Pranav Gupta vs. Federation of Publishers’ and Booksellers’ Association in India, Case No. 38 of 2021: In paragraph 81 of CCI’s order in the instant case, the Commission makes reference to many criteria in line with the 2024 Penalty Guidelines to calculate the monetary penalty. Interestingly, in the same paragraph, the CCI also makes reference to the principles laid down by the Excel Crop Care Ltd. judgment in determining the penalty. This effectively means that the decision in Excel Crop Care Ltd. is overturned only to the extent that it interprets the term ‘turnover’ in a strict sense to only mean ‘relevant turnover’, and the remaining principles laid down by the Supreme Court still form valid law.

Nagrik Chetna Manch vs. Fortified Security Solutions & Ors, Case No. of 2015: Lastly, this is the  most recent order passed under section 27 which relies upon the 2024 Penalty Guidelines to determine the monetary penalty. In paragraph 17 and 18 of the order, the CCI discusses the deliberate move away from Excel Crop Care Ltd.’s interpretation of ‘turnover’ and reliance upon the ‘global turnover’ of the respondents to calculate the monetary penalty in the instant case.
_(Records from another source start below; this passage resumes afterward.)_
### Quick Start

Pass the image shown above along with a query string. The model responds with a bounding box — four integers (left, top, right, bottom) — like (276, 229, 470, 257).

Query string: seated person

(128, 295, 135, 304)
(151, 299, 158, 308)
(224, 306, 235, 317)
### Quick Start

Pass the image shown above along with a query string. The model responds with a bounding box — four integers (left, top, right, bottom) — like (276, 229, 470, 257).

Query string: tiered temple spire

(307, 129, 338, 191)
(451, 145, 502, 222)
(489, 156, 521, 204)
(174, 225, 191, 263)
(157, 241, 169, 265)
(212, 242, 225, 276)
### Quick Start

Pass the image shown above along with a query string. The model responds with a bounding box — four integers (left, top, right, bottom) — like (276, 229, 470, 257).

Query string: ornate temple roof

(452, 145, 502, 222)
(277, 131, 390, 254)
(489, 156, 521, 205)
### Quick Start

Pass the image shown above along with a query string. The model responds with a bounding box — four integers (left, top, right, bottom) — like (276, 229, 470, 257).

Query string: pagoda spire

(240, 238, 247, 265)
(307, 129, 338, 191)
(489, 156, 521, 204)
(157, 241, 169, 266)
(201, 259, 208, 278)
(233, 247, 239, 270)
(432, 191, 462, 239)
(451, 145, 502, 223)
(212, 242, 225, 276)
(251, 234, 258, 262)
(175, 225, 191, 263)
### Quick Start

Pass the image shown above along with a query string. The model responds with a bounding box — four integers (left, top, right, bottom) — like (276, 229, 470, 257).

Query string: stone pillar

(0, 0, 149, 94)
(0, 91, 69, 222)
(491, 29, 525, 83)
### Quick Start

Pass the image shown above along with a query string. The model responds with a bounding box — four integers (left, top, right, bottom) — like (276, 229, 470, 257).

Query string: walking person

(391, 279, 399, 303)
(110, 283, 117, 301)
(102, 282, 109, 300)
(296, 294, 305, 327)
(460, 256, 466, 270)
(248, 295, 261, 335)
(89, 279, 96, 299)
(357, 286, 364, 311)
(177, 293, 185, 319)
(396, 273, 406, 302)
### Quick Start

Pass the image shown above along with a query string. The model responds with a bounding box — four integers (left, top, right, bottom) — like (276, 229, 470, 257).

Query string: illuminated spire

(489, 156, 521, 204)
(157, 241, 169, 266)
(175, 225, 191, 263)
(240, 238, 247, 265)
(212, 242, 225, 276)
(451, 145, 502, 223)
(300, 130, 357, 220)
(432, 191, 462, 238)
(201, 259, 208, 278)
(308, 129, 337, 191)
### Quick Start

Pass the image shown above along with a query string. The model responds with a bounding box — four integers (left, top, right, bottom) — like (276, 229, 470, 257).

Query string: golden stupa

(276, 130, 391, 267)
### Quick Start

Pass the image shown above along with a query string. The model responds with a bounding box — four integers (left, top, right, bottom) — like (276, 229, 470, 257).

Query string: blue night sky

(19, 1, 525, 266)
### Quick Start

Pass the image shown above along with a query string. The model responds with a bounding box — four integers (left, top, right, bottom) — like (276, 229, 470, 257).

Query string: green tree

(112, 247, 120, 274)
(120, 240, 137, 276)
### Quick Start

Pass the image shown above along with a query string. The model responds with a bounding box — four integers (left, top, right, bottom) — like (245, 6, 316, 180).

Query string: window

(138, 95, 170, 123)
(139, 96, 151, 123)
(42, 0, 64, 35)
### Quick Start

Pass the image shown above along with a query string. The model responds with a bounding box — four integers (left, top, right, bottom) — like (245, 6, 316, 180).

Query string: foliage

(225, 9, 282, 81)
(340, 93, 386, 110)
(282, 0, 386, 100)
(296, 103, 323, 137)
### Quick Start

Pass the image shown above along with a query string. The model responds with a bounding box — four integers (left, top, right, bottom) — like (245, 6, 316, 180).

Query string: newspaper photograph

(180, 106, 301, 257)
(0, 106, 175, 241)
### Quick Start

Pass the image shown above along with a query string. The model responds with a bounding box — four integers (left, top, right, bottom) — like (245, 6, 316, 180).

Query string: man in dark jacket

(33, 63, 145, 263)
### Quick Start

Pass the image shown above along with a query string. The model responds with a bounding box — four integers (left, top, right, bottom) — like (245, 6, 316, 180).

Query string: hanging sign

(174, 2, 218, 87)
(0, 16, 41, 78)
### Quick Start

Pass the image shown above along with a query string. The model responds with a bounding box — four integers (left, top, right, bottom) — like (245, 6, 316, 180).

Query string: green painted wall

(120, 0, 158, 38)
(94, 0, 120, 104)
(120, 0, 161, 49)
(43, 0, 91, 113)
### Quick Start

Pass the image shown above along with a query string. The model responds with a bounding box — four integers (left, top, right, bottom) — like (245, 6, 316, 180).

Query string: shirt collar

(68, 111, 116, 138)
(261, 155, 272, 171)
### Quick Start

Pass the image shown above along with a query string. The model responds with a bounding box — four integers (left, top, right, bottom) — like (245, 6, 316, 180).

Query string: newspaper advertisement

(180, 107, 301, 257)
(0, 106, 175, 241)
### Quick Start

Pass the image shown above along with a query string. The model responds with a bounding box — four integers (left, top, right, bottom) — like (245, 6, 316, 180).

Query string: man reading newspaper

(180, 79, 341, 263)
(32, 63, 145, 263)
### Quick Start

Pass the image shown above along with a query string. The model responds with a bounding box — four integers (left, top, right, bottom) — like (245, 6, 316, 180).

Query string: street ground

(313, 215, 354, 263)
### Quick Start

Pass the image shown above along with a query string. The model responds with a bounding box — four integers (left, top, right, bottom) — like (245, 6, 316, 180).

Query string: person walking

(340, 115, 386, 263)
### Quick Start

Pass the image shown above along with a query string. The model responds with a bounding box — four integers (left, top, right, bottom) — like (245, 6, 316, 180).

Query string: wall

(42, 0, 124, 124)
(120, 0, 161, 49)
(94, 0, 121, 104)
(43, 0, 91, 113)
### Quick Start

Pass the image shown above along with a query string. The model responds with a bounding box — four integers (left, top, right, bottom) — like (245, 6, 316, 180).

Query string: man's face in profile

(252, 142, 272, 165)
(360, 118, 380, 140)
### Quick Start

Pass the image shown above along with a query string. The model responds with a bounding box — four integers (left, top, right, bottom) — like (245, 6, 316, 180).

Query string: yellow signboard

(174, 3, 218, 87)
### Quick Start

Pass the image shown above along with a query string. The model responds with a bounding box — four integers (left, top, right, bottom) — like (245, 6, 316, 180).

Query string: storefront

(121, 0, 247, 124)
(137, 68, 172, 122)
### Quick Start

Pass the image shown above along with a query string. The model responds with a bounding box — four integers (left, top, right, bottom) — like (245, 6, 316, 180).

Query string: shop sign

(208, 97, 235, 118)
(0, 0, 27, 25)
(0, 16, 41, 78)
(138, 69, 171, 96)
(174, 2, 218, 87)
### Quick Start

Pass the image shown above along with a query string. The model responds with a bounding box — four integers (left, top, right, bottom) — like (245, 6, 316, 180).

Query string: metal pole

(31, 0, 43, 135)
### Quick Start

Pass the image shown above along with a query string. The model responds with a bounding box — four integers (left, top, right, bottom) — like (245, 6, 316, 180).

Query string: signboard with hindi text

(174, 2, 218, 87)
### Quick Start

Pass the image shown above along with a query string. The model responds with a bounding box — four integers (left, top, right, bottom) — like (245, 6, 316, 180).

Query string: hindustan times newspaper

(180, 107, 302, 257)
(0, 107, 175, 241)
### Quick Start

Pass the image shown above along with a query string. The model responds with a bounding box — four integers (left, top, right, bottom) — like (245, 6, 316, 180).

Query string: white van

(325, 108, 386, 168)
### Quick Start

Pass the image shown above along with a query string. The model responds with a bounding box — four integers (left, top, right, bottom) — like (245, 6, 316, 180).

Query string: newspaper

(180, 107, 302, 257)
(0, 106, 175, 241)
The rationale given by the Commission is that calculation of penalty on the basis of ‘relevant turnover’ would lead to “… … an inequitable result creating an anomalous situation that would render the objectives of the Act infructuous … …”. Accordingly, the CCI held that - “... … As such, the Commission, in terms of the Penalty Guidelines, decided to consider the ‘global turnover’ of the erring entities, for the purpose of determination of the amount of penalty to be imposed upon them, in the present matters.

These cases show a clear shift in regulatory approach by the CCI while calculating monetary penalties under section 27, going from the principles laid down by the Supreme Court in Excel Crop Care Ltd. to a new approach in line with the Government’s policy for competition law enforcement.

 

Apple Inc.’s Challenge

Apple Inc.'s challenge comes at a pivotal time for competition law and policy in India as the CCI looks to move to a new enforcement framework with the objective to buttress deterrence in digital markets. The outcome of the case would also directly affect ongoing investigations including CCI’s investigation over Apple Inc.’s App Store, especially since the law is applicable retrospectively.
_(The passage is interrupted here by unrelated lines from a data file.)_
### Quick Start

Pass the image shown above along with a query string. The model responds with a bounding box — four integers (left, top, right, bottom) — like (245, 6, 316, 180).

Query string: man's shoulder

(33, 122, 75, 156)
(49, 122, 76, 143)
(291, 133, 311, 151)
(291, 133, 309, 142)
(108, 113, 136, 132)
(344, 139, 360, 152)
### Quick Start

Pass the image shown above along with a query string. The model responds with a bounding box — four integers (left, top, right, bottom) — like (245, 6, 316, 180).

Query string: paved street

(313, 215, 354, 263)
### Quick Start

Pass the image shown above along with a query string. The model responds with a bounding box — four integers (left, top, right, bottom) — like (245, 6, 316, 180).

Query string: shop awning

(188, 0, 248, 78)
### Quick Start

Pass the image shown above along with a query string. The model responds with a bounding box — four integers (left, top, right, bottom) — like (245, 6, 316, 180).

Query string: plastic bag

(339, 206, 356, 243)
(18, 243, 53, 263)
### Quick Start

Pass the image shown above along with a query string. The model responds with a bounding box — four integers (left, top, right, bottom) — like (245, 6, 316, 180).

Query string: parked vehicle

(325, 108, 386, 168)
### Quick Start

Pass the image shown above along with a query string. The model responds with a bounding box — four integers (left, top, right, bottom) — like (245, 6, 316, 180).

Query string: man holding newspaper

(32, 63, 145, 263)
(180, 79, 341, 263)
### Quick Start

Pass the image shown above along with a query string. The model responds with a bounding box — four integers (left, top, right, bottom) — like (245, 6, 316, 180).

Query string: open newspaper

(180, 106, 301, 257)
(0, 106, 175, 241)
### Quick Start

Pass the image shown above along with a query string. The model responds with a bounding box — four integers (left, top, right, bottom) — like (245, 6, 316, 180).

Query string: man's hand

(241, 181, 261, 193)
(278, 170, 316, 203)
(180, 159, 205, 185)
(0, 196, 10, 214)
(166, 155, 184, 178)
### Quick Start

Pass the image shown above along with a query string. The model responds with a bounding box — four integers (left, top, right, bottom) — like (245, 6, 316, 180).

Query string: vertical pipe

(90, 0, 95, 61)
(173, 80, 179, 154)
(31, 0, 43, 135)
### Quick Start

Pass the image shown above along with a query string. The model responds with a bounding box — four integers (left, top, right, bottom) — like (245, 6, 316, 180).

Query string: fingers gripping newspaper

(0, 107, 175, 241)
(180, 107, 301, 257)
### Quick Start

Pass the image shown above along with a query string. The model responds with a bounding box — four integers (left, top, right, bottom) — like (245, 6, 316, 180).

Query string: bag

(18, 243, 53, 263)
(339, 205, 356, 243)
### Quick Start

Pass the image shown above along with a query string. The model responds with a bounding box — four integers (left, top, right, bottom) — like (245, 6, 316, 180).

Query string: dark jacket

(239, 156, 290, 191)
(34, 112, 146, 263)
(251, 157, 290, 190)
At present, a Division Bench of the Delhi High Court has issued notice on Apple Inc.’s petition and asked the Union of India and CCI to file counter-affidavits and Apple to file rejoinder(s) thereto. The case is next listed before the court on July 15, 2026.

 

Conclusion

The 2023 Amendment Act and 2024 Penalty Guidelines mark a significant shift in India’s competition enforcement landscape with the Government and the CCI aiming to strengthen deterrence strategies within digital markets. Beyond regulatory approach and ideology, Apple Inc.’s civil writ petition require the Delhi High Court to balance Supreme Court’s emphasis on relevance, proportionality and nexus in Excel Crop Care Ltd., the legislative objects of the 2023 Amendment Act and the Competition Act as well larger issues of constitutional importance involving legal limits on civil penalties imposed by regulators like the Competition Commission of India.